More crazy company swept down the stairs to join us, the new Glory, even more staggering than when I'd first met her. She was lighter, more octoroon than quadroon, and the mica flashes of her skin had become odd glows when she moved, as though reflecting rosy spotlights. There were streaks of silver in her hair, and the great golden eyes were hypnotic.

And I was hypnotized. Adam saw it, chuckle-purred, and made genteel introductions as though we were all meeting for the first time. After a warm greeting to the equally stunned artist, Glory turned to me.

"My kid sister told me all about you, Alf." She gestured at her shed skin.

"Glory Hallelujah," I responded.

"She's your boa, Blackie," Rinso burst out.

"What?"

"I saw her in your future when I cased you."

"His feathered boa to decorate him?" Glory laughed. "I'd like nothing better."

"No, lady, his boa constrictor." To me, "I saw you two tangling and strangling together."

"As they glory in the joys of fornication," Adam hummed. "Enough already, Maitre. Come into my den of iniquity and I'll consecrate our contract." He shot me a perplexed brow-lift. "Do we say 'consecrate' in the late twentieth, Alf?"

"I think you're reaching for consummate."

We heard no warning from the outer door but the dead man's identical twin oozed in. He was wearing a raggedy sweatsuit and had a black box hanging from his neck. He took a quick pan, then pressed a button on the box.

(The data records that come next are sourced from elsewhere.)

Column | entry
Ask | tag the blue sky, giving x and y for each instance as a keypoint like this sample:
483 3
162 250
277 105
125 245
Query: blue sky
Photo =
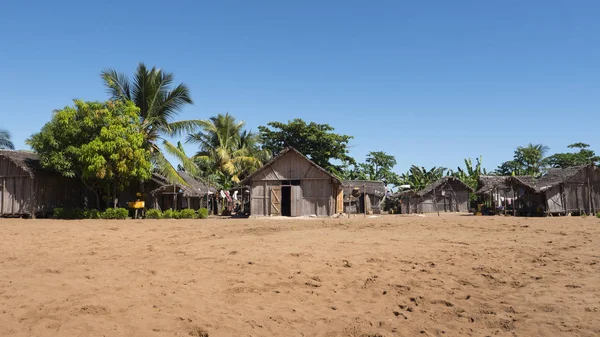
431 82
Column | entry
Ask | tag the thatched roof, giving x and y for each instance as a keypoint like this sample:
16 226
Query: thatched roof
249 178
489 183
440 183
195 188
553 177
367 186
25 160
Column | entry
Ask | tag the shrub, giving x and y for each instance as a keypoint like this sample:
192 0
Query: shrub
115 213
91 214
187 214
69 213
203 213
153 214
170 214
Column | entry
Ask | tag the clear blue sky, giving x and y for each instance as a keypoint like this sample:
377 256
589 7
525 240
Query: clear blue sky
431 82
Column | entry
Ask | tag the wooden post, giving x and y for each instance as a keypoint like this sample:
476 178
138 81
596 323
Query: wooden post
3 191
364 200
589 197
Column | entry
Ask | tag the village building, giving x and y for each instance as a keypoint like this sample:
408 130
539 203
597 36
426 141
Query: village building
193 194
363 196
561 191
447 194
292 185
29 190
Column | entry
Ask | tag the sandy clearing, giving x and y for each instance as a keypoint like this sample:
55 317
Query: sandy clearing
387 276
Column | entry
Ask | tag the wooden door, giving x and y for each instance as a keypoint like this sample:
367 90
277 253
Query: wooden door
275 200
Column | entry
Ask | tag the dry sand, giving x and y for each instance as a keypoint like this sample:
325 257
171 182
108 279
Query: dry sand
389 276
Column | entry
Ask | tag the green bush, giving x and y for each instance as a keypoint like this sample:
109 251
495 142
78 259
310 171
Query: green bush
153 214
70 213
202 213
115 213
91 214
170 214
187 214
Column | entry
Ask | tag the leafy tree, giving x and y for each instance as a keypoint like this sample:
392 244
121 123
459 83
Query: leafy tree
419 177
99 143
378 166
316 141
470 174
158 105
5 142
583 157
226 150
528 160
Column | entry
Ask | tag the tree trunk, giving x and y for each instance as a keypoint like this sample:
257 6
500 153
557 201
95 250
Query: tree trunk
93 191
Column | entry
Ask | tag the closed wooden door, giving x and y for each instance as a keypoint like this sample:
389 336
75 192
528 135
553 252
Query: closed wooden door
275 201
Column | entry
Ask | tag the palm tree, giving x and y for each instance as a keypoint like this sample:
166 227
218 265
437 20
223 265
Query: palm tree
5 142
532 158
226 150
151 92
419 177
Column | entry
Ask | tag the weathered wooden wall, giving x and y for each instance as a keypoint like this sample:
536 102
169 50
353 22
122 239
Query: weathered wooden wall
21 194
316 193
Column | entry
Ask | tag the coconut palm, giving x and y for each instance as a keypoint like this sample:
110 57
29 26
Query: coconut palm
151 92
5 142
226 149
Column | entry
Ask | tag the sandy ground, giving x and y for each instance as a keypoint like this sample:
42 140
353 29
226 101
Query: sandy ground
389 276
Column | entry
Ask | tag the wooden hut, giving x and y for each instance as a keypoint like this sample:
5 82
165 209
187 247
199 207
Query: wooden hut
292 185
29 190
562 191
194 195
447 194
363 196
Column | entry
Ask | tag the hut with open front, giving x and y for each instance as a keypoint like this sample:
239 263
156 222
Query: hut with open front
363 196
292 185
195 194
448 194
27 189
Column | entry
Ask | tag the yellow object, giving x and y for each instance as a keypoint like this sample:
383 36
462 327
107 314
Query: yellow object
137 204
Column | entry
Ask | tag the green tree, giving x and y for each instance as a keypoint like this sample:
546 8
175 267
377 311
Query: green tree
316 141
378 166
419 177
527 160
226 150
5 140
583 157
158 104
471 173
99 143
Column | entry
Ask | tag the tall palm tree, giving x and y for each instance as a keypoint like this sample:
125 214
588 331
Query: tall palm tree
532 158
5 142
151 92
226 149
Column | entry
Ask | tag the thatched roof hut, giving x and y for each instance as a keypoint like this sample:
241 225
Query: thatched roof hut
27 189
448 194
362 196
178 196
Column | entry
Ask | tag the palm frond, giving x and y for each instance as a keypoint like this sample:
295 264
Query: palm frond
188 164
117 84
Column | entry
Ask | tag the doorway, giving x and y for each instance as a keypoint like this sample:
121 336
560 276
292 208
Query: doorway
286 200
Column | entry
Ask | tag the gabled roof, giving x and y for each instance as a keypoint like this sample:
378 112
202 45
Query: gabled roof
367 186
553 177
280 155
195 188
439 183
26 160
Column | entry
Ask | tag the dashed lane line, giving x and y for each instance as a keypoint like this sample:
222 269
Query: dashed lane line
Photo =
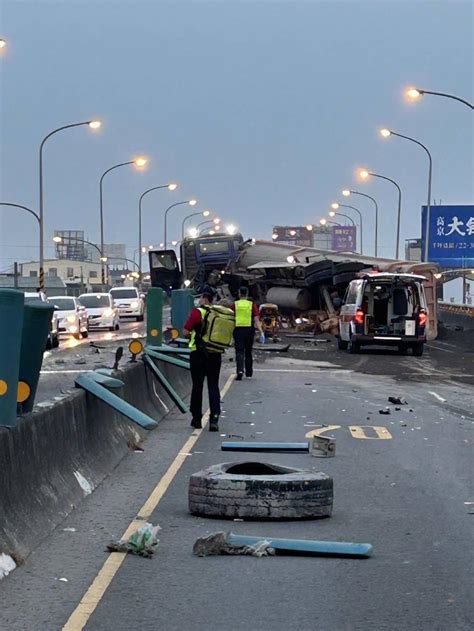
91 599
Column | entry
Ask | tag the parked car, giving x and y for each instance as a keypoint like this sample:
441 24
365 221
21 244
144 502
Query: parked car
53 335
384 309
72 316
102 312
129 301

"Parlatta Italiano?" it squawked. "Sponishing? Ingleeze? Frenesing? Dansk? Germanisch?"

"Etruscan," I said.

"Shut up, Alf. English would be best for us, sir. Greet­ings and welcome."

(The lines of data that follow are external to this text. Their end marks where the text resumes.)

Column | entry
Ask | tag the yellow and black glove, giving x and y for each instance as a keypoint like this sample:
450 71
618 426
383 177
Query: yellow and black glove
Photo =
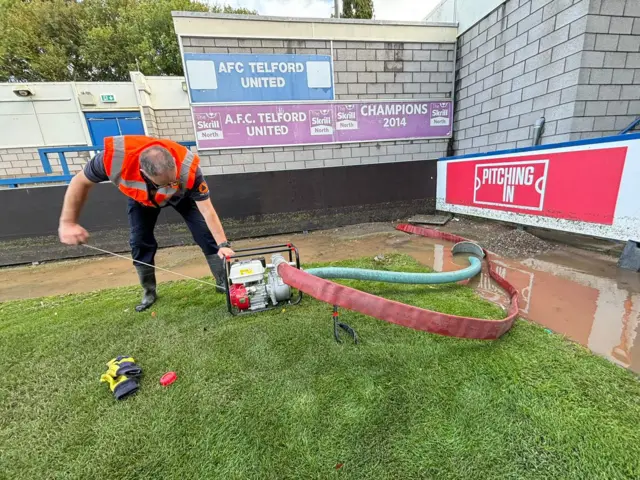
123 365
122 376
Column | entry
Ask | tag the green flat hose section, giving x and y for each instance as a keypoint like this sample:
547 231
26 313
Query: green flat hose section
399 277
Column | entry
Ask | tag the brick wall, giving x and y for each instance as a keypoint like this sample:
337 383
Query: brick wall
608 93
519 63
362 71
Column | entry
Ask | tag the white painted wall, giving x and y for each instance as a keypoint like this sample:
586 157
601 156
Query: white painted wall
54 116
123 91
167 93
465 12
51 117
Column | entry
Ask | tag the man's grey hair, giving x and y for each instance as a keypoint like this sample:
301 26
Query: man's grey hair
156 161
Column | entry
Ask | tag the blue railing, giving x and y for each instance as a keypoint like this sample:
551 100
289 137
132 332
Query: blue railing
66 173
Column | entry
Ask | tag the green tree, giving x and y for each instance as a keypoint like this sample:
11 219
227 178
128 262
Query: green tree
357 9
61 40
41 41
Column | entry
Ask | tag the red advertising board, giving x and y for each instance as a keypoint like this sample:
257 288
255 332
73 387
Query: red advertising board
579 185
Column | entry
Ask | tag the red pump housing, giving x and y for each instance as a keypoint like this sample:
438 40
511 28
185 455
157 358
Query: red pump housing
239 297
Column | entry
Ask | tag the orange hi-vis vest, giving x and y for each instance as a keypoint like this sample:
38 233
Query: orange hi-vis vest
122 165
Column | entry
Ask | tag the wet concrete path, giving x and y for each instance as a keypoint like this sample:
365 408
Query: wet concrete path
573 292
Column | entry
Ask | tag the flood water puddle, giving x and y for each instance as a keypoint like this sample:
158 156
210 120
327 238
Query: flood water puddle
587 299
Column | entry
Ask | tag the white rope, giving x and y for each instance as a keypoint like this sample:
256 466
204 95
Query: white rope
153 266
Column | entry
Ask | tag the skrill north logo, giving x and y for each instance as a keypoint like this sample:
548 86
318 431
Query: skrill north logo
511 184
209 126
346 117
439 114
321 122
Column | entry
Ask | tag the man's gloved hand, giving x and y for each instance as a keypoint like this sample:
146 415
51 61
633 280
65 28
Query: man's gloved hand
122 376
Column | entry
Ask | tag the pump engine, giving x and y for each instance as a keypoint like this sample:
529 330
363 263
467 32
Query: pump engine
253 285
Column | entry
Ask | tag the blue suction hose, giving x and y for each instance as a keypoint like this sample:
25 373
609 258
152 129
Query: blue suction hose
474 268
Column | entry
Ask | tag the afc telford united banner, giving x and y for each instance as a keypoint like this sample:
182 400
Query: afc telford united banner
232 78
236 126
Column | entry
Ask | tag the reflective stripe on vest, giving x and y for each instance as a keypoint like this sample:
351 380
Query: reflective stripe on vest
117 161
185 170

Another button. "I sank you. I see my brudder get here too lately."

"May I ask where you're both from, and why?"

A lightning survey of Adam from head to toe. "Haha. Hoho. Another parallelogram like usly. Which cosmos you?"

"Far futurewise."

"We past. We call The Hive. What you?"

"We call ours The Zoo. How'd you come through?"

"Hole same like here."

"Where?"

"Numero quatro planet."

"So there's another hole on Mars to another neighbor. More wonders. What is your name, please?"

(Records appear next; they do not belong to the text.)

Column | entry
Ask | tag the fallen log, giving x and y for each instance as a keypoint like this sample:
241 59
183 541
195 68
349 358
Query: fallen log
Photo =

"Name? Name?" A complete blank.

"Termites!" Rinso exclaimed. "That's what they are and that's why I can't scan anything from them. They're only parts of a colony."

"I see. Thanks, maitre. Tell me, sir, why did your hive brother come looking for steel objects?"

"Needly to digest."

"My God!" I broke in. "Gizzard stones! Of course. And that's why he was trying to chew off the bricks. Diamond bort is even harder than tool steel."

"Enlighten me, Alf."

"We have life forms that swallow hard stones to help the gizzard fragment food to make it digestible. We've found little heaps in the fossil remains of dinosaurs, dodos, and giant emus. Some species ate still doing it today."

"Correctly. Correctly," the box agreed. "No stones the brudder. Starving deathly. None left in hive so come for help."

"Too late, I'm afraid," Adam said. "What now, sir?"

"Must take back."

"Ah? You bury your dead in your cosmos?"

"No bury. Eat." And exit the termite carrying his lunch, leaving an appalled silence behind.

"No wonder they need gizzard stones," I said.

"D'you think he might have tried to eat us?"

"Not without your diamond dust."

"Please, Blackie," Rinso pleaded. "I've got to get out of this freakshow. This is no place for a nice Jewish boy from the Bronx."

"Right, Rinso. Go with Svengali and let him do his thing, but I'm warning you: once you've seen his psychshop, the artist in you won't want to leave."